En raison de toute l’effervescence autour de la hallyu, le CÉTASE peine à répondre à la demande des étudiant·e·s. À l’heure actuelle, 4 des 25 cours thématiques qu’il propose et traitant de l’histoire ou de la culture d’un pays abordent la Corée, en plus des 10 cours de langue coréenne qu’offre le Centre de langues. L’étudiante en deuxième année au baccalauréat en échange à Séoul Marjorie Verdon regrette cette situation. « Même si je m’intéresse au Japon, j’aimerais me concentrer directement sur la Corée pendant mon bac, mais je ne suis pas tant en mesure de le faire à l’heure actuelle », déplore-t-elle.

Mme Hong et Mme Lee affirment que leurs étudiant·e·s demandent des cours additionnels portant notamment sur le cinéma ou le phénomène de la hallyu. Mme Lee précise d’ailleurs que l’analyse de celle-ci se fait déjà dans d’autres universités.

La chargée de cours, qui donne le cours Arts visuels et médiatiques en Corée, précise qu’un nouveau cours de cinéma devait être proposé à la session d’hiver 2023, mais qu’il n’a finalement pas pu être offert, faute d’argent.

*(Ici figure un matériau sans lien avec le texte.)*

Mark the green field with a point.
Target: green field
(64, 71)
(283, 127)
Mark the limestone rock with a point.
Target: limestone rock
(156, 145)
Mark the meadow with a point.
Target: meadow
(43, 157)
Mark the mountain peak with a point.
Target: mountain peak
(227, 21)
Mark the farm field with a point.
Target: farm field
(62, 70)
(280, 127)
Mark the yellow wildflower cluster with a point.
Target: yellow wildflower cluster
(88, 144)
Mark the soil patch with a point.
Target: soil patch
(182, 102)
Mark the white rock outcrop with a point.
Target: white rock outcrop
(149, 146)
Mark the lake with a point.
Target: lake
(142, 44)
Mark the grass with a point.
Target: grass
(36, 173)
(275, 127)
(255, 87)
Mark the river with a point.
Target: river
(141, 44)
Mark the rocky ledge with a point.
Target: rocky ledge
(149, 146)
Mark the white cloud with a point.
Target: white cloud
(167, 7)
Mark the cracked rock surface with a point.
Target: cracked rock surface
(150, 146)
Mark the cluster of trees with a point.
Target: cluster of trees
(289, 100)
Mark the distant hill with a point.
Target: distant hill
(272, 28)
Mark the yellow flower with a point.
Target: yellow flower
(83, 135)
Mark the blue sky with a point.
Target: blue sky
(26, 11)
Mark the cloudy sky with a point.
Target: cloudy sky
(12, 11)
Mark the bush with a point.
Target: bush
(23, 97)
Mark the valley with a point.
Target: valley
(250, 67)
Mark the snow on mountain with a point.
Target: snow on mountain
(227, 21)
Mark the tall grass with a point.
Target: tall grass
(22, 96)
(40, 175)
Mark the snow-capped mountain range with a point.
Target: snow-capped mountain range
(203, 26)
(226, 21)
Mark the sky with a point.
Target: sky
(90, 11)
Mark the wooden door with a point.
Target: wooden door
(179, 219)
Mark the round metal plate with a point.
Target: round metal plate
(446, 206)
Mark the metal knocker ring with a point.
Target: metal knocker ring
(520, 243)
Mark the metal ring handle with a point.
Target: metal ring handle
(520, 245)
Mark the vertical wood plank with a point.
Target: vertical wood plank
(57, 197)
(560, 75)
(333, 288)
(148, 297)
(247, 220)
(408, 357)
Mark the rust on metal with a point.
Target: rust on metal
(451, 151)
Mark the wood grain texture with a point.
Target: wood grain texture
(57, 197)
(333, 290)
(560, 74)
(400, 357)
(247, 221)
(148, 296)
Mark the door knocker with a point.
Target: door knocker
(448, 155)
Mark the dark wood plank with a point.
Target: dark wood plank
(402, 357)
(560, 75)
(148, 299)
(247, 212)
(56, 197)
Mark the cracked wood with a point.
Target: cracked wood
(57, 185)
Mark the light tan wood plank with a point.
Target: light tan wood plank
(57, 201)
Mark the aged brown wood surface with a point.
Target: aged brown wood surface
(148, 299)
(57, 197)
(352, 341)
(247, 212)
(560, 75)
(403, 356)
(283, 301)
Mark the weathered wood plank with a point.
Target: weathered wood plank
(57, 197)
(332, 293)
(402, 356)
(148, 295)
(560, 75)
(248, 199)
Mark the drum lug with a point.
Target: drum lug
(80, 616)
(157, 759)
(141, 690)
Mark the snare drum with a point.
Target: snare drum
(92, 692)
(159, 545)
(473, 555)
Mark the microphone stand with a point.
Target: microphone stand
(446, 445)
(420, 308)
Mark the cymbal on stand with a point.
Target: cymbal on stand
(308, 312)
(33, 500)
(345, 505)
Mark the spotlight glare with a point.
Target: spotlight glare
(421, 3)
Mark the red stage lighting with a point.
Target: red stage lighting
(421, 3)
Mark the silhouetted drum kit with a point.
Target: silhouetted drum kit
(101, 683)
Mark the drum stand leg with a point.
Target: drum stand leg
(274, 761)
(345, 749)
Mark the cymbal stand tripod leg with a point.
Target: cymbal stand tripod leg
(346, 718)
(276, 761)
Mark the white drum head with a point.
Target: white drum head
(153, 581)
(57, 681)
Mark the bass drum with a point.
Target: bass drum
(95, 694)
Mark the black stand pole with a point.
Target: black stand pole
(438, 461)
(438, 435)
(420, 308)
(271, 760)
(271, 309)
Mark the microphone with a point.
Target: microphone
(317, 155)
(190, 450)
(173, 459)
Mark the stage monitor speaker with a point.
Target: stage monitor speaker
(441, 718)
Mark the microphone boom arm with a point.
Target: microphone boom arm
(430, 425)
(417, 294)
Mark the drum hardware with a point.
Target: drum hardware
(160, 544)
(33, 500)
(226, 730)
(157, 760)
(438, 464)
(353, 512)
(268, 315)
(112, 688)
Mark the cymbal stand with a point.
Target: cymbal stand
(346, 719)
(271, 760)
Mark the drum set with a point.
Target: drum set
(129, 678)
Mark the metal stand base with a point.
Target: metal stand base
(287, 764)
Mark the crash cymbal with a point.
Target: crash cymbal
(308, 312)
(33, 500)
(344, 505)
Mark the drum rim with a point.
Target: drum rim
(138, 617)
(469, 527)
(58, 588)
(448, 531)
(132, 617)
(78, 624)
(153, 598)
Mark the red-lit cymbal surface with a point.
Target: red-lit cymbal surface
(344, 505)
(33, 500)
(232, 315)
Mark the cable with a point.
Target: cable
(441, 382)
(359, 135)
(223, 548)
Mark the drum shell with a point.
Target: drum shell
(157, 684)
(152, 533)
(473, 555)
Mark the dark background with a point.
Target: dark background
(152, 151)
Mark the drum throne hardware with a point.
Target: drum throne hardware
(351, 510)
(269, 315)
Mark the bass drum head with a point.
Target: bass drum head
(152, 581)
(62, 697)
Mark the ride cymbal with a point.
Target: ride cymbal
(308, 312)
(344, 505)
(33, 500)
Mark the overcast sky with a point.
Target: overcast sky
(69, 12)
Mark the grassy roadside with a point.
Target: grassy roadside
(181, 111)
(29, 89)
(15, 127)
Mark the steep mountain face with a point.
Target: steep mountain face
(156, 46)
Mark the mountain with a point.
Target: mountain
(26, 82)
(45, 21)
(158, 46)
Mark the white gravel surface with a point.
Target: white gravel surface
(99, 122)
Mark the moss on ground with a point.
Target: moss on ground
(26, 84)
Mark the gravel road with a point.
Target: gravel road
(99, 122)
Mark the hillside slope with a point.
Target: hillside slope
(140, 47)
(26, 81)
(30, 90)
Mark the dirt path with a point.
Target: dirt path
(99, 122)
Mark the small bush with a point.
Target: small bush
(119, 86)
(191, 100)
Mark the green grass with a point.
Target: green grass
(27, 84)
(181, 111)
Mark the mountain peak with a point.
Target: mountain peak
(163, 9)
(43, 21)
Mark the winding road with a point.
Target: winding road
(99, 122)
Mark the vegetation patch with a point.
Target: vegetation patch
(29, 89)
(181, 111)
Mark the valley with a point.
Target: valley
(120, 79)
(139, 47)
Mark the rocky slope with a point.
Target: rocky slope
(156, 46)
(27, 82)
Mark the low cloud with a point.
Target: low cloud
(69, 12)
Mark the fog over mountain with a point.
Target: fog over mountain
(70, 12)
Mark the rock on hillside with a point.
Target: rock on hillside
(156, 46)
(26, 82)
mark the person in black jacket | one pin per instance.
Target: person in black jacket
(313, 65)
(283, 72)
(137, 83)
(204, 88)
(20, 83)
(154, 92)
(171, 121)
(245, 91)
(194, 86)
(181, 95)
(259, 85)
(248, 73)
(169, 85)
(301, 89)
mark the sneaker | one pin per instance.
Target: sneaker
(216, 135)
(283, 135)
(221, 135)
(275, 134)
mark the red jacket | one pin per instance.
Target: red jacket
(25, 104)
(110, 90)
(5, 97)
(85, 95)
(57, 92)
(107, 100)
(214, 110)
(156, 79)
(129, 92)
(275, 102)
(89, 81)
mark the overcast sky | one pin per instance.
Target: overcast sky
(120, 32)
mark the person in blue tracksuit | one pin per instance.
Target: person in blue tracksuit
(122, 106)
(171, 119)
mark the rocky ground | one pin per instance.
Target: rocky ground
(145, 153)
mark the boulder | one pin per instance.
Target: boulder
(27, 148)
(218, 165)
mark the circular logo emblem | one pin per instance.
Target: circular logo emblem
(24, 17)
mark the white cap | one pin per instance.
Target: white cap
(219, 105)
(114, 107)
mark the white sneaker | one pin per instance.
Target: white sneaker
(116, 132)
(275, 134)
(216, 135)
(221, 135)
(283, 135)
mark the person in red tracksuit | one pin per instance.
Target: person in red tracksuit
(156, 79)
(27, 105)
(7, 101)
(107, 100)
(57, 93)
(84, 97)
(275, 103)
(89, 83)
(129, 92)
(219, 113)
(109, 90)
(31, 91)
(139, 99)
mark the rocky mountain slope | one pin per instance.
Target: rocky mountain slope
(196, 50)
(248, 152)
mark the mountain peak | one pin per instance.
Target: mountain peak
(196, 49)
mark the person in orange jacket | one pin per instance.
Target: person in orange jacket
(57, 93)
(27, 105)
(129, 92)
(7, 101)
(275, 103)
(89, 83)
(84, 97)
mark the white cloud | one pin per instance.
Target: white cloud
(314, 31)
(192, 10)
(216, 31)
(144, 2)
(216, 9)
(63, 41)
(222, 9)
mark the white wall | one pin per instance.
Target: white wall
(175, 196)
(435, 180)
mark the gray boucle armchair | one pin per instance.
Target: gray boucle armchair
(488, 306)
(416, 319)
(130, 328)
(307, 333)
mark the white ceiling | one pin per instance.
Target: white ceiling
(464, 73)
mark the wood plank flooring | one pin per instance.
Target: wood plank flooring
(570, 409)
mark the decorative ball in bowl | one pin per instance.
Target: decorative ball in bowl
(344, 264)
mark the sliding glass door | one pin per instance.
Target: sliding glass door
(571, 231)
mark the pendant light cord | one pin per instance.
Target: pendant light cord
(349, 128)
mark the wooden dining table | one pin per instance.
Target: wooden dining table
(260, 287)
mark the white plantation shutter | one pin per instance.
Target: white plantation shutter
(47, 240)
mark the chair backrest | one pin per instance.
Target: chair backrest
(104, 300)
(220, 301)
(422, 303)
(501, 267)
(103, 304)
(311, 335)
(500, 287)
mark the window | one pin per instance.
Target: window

RECOMMANDATIONS CULTURELLES

  • Lou Judas : l’artiste multidisciplinaire Jaha Koo (arts de la scène).
  • Mathilde Elie : la galerie L’Onyx, à Montréal, dirigée par l’artiste coréenne Jou Lee.
  • Marjorie Verdon : le film Voice of Silence (2022) réalisé par Hong Eui-jeong.
  • Mi-Jeong Lee : le Festival du Film Coréen au Canada.
  • Bakhita Kokoume : les dramas Extraordinary You et The Golden Spoon.
  • Claudelle Boutin : les groupes Jaurim (rock) et  (métal).